As for the creditor countries, where there is also no growth, the widespread feeling is that the countries of the periphery are a drag on their economy, absorbing their ever-scarcer resources and pulling them down.
It is under these conditions of disaffection and mistrust that the EU must now press ahead with political and economic integration. The euro has been saved, but it will not survive in the long run without a banking union that includes crisis resolution mechanisms and guarantees of deposits throughout the euro zone. Nor will integration happen without proper funding, debt sharing and much better coordination of economic policies.
But these are decisions that require exactly what Europe currently lacks: trust in the EU.
For Europe to function, people in the north, the south, in both the creditor and debtor nations, must be prepared to give European institutions the right financial instruments; and at the same time, governments must be seen to be efficient and legitimate.
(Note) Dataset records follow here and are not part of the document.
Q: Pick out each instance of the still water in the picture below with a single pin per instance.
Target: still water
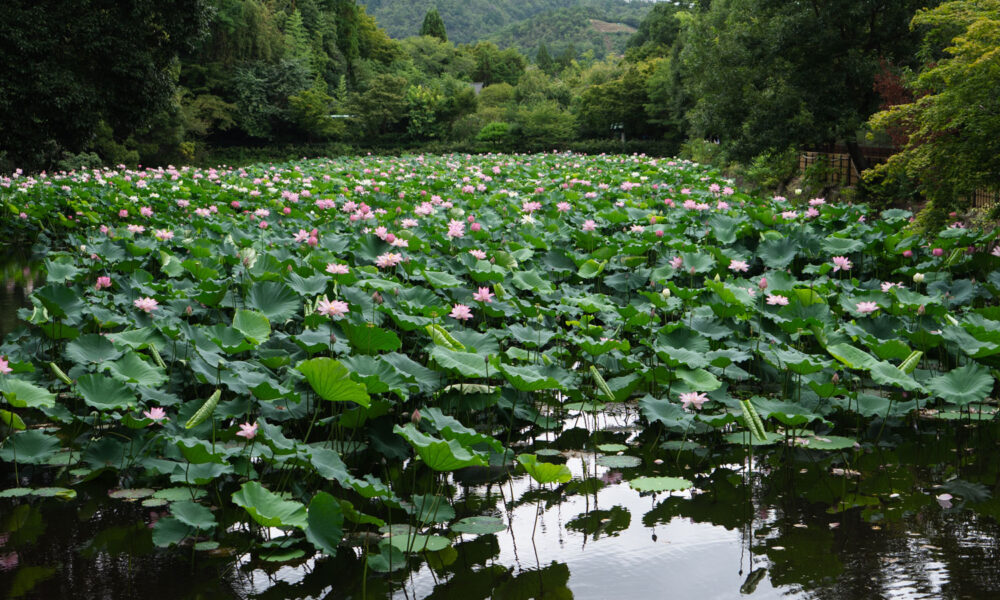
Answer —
(785, 523)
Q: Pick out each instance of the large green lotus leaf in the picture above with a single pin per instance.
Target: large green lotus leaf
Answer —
(440, 455)
(971, 383)
(378, 375)
(388, 559)
(854, 358)
(428, 509)
(369, 339)
(32, 447)
(748, 439)
(889, 374)
(60, 269)
(451, 428)
(466, 363)
(531, 337)
(193, 514)
(441, 280)
(778, 253)
(308, 286)
(133, 369)
(12, 420)
(253, 325)
(531, 280)
(591, 268)
(268, 508)
(60, 300)
(91, 348)
(21, 394)
(659, 484)
(674, 357)
(701, 263)
(544, 472)
(789, 413)
(274, 300)
(479, 525)
(666, 412)
(105, 393)
(332, 381)
(794, 360)
(325, 523)
(416, 542)
(698, 380)
(529, 378)
(138, 339)
(825, 442)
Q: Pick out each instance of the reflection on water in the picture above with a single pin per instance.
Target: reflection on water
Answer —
(18, 278)
(788, 523)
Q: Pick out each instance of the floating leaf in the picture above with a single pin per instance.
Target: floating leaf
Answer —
(659, 484)
(268, 508)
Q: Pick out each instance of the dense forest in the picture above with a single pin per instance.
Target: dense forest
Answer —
(745, 82)
(470, 21)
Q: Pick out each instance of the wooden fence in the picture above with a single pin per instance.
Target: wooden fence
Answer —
(842, 171)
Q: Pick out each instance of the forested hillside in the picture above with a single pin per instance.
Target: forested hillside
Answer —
(469, 21)
(575, 32)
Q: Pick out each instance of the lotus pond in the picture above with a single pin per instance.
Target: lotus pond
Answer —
(490, 376)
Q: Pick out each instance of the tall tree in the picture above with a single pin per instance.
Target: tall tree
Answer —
(953, 125)
(768, 75)
(68, 65)
(434, 26)
(544, 60)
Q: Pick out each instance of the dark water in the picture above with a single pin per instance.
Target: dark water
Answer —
(785, 523)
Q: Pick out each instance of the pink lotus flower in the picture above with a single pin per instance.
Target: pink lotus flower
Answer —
(461, 312)
(155, 414)
(841, 263)
(388, 260)
(455, 229)
(695, 399)
(146, 304)
(739, 265)
(247, 430)
(867, 307)
(334, 309)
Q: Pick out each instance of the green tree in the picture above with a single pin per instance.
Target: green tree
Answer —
(768, 75)
(953, 126)
(544, 60)
(434, 26)
(69, 65)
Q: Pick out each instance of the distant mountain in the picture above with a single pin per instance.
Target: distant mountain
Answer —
(519, 23)
(577, 30)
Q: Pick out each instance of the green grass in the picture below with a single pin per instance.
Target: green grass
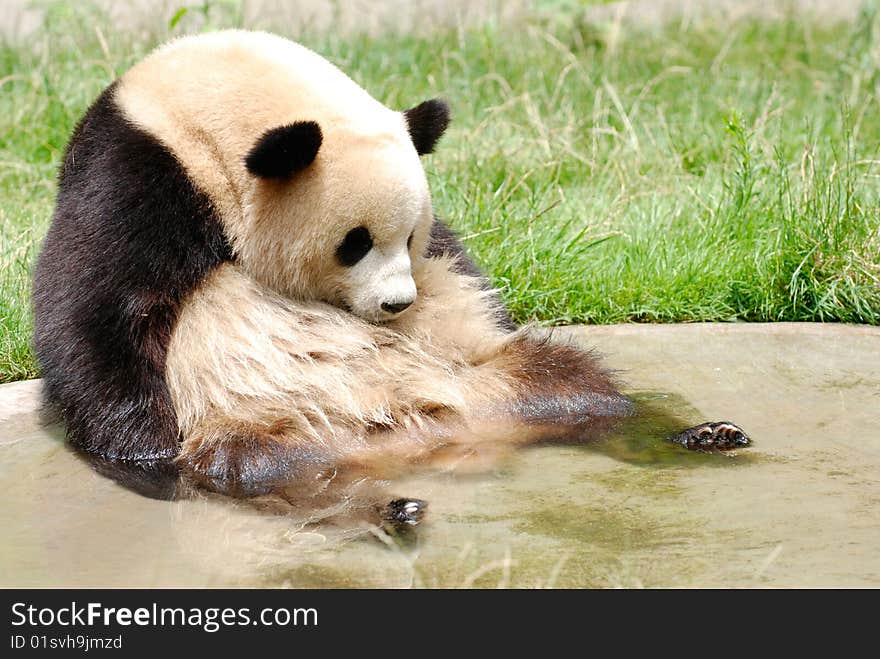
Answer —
(690, 173)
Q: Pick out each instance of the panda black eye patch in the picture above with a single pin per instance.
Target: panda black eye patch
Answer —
(354, 246)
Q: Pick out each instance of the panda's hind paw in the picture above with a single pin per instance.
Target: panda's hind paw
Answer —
(713, 436)
(404, 513)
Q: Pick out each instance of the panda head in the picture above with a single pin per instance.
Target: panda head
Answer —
(340, 214)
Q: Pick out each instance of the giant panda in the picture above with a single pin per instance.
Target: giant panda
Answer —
(244, 275)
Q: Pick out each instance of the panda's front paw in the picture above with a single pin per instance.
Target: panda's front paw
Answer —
(713, 436)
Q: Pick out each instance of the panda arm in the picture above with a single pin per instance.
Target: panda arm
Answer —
(443, 242)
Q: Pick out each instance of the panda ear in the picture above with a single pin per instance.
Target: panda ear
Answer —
(283, 151)
(426, 123)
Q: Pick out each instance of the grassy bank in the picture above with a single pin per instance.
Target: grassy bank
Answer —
(689, 173)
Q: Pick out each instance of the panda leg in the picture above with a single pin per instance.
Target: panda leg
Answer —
(242, 460)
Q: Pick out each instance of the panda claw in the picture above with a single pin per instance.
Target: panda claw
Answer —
(403, 513)
(712, 436)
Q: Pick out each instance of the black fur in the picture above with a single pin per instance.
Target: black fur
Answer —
(442, 241)
(283, 151)
(426, 123)
(131, 237)
(355, 246)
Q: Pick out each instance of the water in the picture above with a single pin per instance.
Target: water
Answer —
(797, 509)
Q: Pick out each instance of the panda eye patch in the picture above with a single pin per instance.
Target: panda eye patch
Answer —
(354, 246)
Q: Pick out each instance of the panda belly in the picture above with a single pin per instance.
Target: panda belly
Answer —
(267, 390)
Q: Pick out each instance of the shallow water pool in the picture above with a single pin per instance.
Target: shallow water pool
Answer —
(797, 509)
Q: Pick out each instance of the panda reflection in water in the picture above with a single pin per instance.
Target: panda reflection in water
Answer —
(244, 276)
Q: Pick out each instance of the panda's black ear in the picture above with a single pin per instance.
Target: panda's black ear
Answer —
(426, 123)
(282, 152)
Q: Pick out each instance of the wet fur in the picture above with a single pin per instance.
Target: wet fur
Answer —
(170, 324)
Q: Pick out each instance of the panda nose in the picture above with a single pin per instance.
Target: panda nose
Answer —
(397, 307)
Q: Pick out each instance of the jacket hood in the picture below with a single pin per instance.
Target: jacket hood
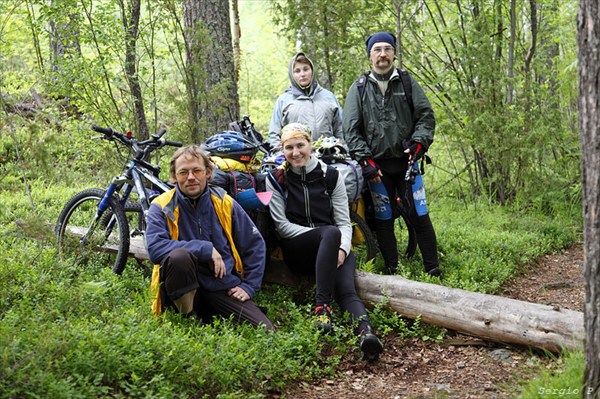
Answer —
(295, 88)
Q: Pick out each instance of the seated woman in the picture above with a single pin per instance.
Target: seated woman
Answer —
(315, 231)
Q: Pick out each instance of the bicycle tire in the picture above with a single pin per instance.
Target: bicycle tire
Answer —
(364, 243)
(77, 217)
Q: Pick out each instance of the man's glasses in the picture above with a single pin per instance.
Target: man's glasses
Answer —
(184, 173)
(387, 49)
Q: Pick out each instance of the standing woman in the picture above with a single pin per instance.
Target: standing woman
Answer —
(306, 102)
(315, 231)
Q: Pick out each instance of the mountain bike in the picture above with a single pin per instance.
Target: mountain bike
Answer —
(96, 220)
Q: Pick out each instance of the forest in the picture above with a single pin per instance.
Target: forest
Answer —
(504, 188)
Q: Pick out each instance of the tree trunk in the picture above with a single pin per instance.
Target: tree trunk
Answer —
(491, 317)
(131, 26)
(588, 37)
(218, 104)
(237, 34)
(486, 316)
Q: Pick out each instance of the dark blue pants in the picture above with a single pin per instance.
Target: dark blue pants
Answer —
(179, 272)
(393, 171)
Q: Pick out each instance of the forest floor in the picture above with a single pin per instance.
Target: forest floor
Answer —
(461, 366)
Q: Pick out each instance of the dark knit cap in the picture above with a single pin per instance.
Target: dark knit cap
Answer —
(385, 37)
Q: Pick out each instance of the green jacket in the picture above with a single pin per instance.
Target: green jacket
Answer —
(375, 127)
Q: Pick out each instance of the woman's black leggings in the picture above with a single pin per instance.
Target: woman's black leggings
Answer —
(316, 251)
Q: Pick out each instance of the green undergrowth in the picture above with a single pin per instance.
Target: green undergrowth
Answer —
(69, 330)
(481, 246)
(562, 381)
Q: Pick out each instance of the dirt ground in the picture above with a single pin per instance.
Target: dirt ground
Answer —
(461, 366)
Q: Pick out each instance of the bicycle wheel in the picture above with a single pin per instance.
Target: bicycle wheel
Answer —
(364, 243)
(80, 232)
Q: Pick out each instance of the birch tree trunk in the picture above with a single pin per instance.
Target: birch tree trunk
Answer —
(588, 37)
(218, 104)
(131, 27)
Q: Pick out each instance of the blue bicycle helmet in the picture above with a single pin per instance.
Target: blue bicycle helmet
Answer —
(272, 161)
(231, 145)
(328, 147)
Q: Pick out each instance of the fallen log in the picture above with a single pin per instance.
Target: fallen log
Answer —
(490, 317)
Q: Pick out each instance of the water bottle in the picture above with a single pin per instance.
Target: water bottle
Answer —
(381, 201)
(419, 191)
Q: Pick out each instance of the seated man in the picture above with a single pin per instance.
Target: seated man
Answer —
(209, 257)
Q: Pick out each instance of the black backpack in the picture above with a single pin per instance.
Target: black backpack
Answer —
(404, 77)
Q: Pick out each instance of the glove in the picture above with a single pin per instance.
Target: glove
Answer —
(415, 150)
(369, 169)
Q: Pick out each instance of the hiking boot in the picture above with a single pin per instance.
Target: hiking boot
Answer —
(392, 269)
(370, 345)
(435, 272)
(322, 318)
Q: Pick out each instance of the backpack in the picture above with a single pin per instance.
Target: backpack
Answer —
(404, 77)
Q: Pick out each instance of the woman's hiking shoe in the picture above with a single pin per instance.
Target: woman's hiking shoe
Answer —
(435, 272)
(322, 318)
(370, 345)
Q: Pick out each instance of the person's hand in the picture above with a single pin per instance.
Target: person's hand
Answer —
(414, 150)
(370, 171)
(216, 264)
(238, 294)
(341, 257)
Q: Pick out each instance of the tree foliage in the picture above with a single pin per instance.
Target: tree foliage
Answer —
(500, 75)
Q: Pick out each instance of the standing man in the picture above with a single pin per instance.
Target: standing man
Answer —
(388, 129)
(209, 257)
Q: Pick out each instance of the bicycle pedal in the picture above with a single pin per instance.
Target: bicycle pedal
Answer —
(136, 232)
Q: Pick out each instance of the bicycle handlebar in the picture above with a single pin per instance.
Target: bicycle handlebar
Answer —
(153, 143)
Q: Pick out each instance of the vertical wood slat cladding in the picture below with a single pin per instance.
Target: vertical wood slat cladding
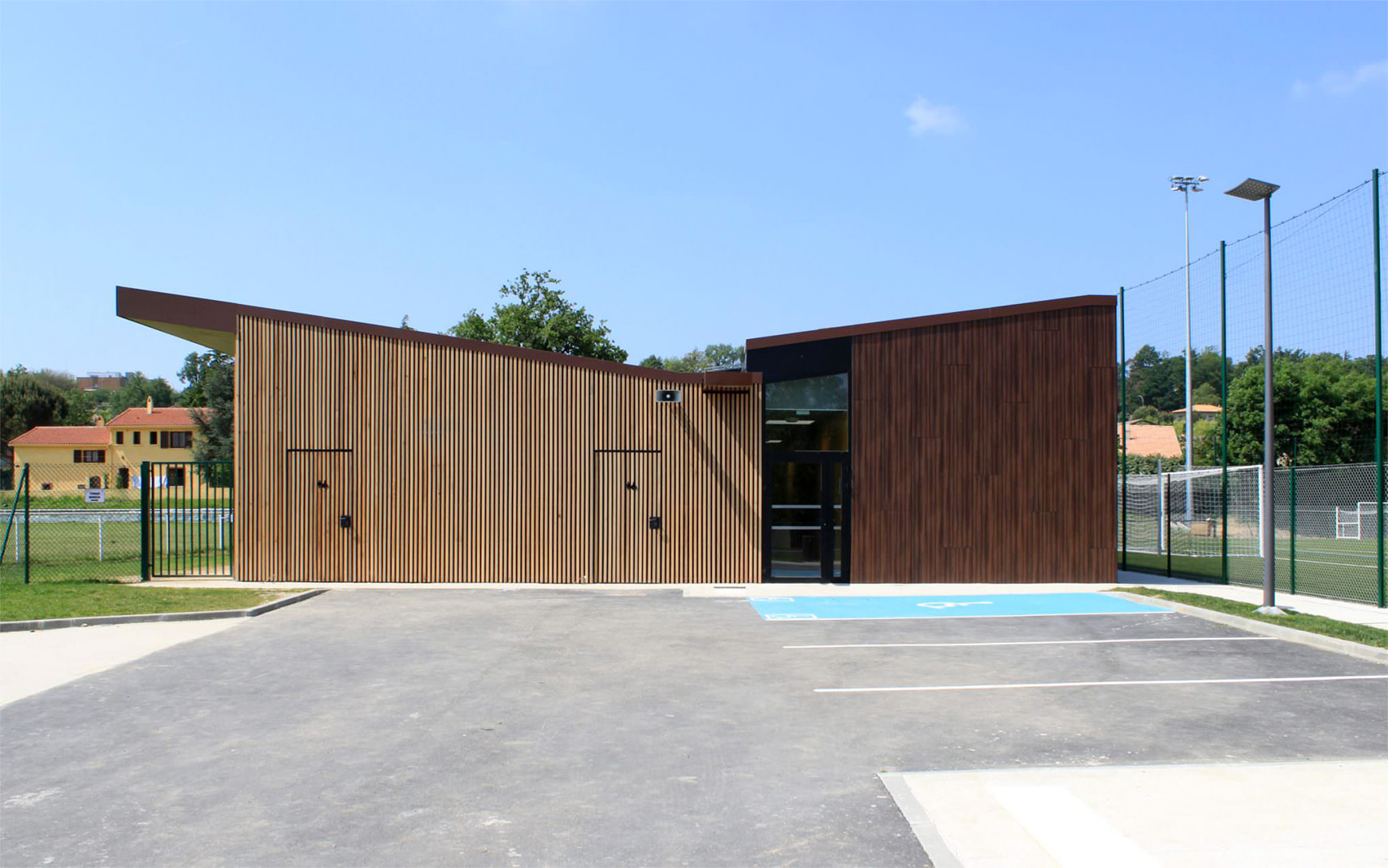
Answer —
(983, 452)
(468, 466)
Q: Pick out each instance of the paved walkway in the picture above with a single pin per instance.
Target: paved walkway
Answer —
(35, 662)
(1352, 613)
(1227, 815)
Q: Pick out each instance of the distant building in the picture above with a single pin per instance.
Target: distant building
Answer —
(103, 380)
(1155, 441)
(1201, 411)
(72, 458)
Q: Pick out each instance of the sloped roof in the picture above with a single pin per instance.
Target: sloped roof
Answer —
(64, 435)
(917, 323)
(1155, 441)
(213, 324)
(161, 417)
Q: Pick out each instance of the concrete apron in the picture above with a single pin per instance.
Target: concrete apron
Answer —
(1227, 815)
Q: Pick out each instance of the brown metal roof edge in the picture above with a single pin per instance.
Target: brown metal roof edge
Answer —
(917, 323)
(190, 311)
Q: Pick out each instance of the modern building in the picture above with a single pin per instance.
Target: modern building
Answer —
(74, 458)
(969, 448)
(103, 380)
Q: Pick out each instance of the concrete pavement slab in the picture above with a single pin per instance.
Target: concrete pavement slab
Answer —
(1211, 815)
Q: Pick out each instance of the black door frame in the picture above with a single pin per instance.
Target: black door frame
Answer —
(826, 513)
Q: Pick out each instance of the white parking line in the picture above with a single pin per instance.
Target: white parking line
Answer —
(986, 644)
(1104, 684)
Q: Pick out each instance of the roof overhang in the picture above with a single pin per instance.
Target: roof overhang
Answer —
(921, 323)
(213, 324)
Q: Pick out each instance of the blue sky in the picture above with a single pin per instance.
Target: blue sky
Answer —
(694, 172)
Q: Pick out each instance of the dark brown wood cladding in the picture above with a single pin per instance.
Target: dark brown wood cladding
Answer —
(464, 464)
(984, 450)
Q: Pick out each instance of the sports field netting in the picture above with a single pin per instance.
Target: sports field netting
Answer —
(1194, 507)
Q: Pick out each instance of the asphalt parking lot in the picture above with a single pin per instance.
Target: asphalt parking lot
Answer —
(554, 727)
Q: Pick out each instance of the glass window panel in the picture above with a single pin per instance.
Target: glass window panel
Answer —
(808, 414)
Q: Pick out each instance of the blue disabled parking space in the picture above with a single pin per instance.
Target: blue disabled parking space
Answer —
(946, 605)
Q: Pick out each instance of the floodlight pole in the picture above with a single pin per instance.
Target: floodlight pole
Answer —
(1187, 185)
(1269, 528)
(1255, 190)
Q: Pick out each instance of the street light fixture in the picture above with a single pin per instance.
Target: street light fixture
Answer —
(1186, 185)
(1255, 190)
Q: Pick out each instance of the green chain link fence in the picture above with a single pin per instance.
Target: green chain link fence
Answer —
(84, 521)
(1202, 519)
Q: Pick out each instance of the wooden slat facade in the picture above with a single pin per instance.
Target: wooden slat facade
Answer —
(460, 464)
(984, 450)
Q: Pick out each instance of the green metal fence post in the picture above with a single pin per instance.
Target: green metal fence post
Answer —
(1123, 413)
(25, 523)
(1294, 517)
(1223, 415)
(145, 521)
(1168, 476)
(1378, 391)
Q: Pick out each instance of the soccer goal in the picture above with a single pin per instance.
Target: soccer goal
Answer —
(1356, 523)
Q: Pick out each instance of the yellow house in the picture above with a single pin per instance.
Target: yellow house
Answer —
(76, 458)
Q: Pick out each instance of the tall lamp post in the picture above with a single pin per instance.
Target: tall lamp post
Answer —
(1186, 185)
(1255, 190)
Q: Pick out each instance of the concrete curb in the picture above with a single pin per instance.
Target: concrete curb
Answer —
(925, 830)
(1316, 640)
(53, 624)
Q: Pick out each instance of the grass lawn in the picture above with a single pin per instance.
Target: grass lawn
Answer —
(1344, 570)
(1312, 624)
(82, 599)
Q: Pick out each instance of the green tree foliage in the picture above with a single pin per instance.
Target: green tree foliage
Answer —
(197, 368)
(541, 319)
(1207, 442)
(133, 393)
(1158, 380)
(27, 400)
(713, 356)
(210, 386)
(1325, 399)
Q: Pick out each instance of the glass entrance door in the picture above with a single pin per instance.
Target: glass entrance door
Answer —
(808, 517)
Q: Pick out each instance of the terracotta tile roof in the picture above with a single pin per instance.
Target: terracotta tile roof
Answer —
(1156, 441)
(163, 417)
(64, 435)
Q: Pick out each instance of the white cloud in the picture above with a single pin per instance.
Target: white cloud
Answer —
(927, 117)
(1342, 84)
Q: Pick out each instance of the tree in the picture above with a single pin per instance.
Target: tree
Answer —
(1325, 400)
(211, 382)
(713, 356)
(541, 319)
(197, 368)
(28, 400)
(137, 389)
(1158, 380)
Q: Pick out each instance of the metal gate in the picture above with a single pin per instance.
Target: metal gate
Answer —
(185, 519)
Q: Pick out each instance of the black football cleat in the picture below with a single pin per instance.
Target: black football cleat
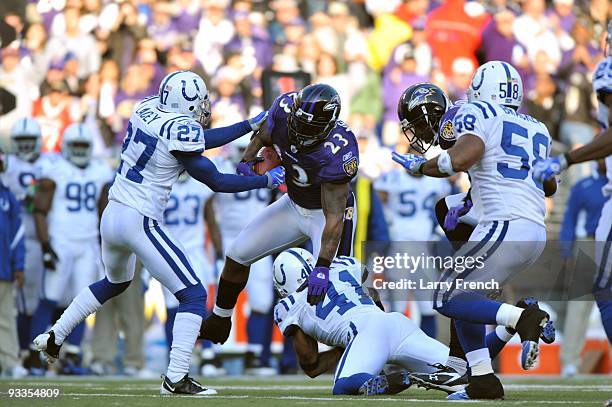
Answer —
(529, 327)
(186, 385)
(216, 329)
(445, 379)
(485, 387)
(45, 343)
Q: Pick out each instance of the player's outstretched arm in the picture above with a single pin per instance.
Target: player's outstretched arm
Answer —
(220, 136)
(42, 205)
(311, 361)
(202, 169)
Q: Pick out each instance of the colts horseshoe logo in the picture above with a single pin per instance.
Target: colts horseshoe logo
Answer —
(477, 86)
(190, 98)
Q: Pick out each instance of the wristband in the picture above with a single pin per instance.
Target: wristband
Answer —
(323, 262)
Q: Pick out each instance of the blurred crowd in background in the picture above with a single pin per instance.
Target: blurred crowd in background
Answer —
(91, 60)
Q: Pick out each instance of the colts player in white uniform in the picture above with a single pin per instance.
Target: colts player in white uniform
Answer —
(71, 192)
(164, 138)
(233, 213)
(498, 147)
(600, 147)
(409, 200)
(20, 177)
(362, 336)
(185, 218)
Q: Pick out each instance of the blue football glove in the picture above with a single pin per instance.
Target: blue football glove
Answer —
(276, 176)
(318, 280)
(411, 162)
(545, 169)
(451, 220)
(258, 120)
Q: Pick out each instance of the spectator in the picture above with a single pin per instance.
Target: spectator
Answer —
(393, 85)
(54, 111)
(12, 260)
(82, 45)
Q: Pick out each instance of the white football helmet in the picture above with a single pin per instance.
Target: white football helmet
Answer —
(77, 144)
(291, 270)
(497, 82)
(26, 139)
(185, 92)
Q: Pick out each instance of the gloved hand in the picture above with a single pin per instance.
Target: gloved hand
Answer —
(451, 220)
(546, 169)
(246, 167)
(318, 280)
(49, 256)
(276, 176)
(258, 120)
(410, 162)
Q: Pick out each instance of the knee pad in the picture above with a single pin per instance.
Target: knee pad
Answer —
(104, 290)
(351, 384)
(192, 299)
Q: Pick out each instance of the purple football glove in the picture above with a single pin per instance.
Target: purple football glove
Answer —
(246, 168)
(451, 220)
(318, 280)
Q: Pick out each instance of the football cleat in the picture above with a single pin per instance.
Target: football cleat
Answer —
(186, 385)
(445, 379)
(486, 387)
(216, 329)
(392, 383)
(530, 327)
(45, 343)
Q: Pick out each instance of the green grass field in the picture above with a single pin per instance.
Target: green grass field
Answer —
(299, 391)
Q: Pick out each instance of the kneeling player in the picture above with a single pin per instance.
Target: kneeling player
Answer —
(362, 336)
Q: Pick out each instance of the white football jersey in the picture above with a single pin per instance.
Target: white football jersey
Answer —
(148, 169)
(336, 319)
(502, 181)
(602, 82)
(184, 215)
(74, 209)
(236, 209)
(411, 202)
(19, 176)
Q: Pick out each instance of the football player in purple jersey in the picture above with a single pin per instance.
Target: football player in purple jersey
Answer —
(320, 156)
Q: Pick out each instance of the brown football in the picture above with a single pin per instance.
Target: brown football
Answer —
(270, 160)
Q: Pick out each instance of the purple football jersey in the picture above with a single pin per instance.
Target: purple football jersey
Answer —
(336, 160)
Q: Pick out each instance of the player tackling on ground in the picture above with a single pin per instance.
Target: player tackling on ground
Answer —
(497, 146)
(320, 155)
(164, 138)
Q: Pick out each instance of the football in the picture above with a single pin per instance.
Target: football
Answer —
(270, 160)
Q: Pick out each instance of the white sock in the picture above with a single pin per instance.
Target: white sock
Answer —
(80, 308)
(184, 334)
(458, 364)
(508, 315)
(503, 334)
(479, 361)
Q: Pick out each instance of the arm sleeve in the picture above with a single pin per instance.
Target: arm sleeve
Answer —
(17, 247)
(223, 135)
(568, 226)
(202, 169)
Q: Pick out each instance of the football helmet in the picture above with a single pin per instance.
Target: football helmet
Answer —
(419, 110)
(185, 92)
(25, 139)
(313, 115)
(496, 82)
(291, 270)
(77, 144)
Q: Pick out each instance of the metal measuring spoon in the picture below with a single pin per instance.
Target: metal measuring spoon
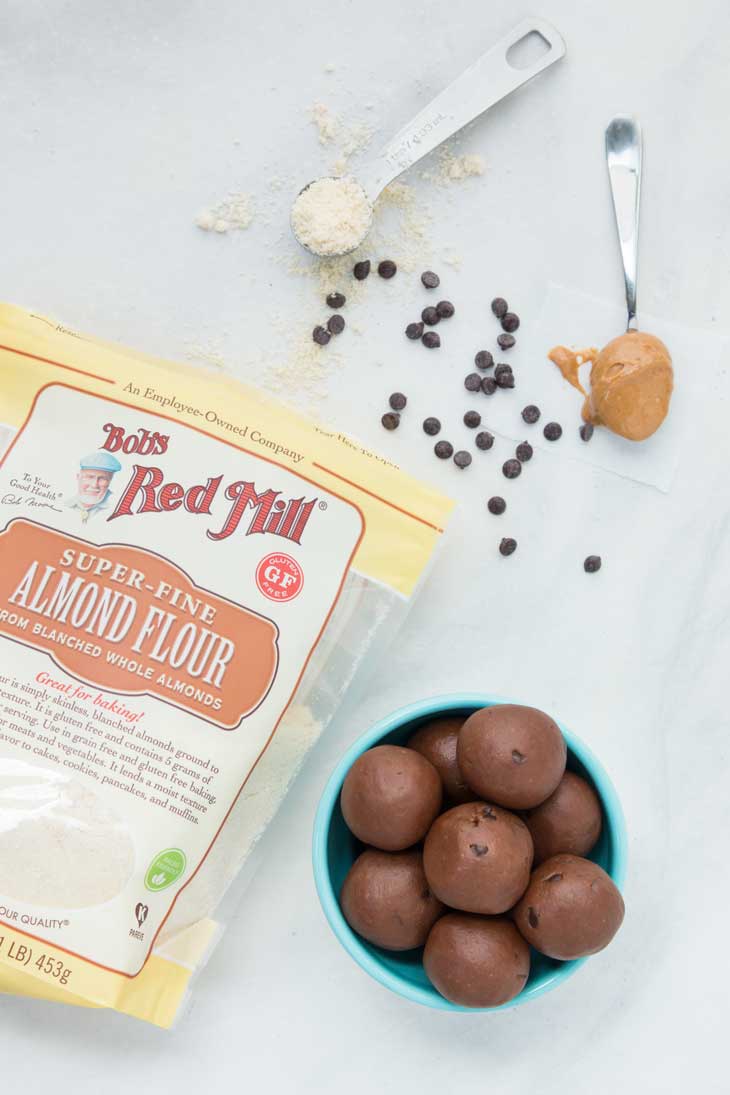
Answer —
(490, 79)
(624, 163)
That said, if German taxpayers are to support Spanish savers, and a Spanish saver's money is to support deposits in Greece or Portugal, we need levels of trust in Europe that are currently sorely lacking.
In June 2014, just over a year from now, Europeans will go to the polls. If by then trust has not been re-instilled in the EU, we could be in for a nasty surprise. Saving the euro was essential, but the euro is simply a means, not an end in itself: the end is the EU's people, and a euro without them doesn't amount to much.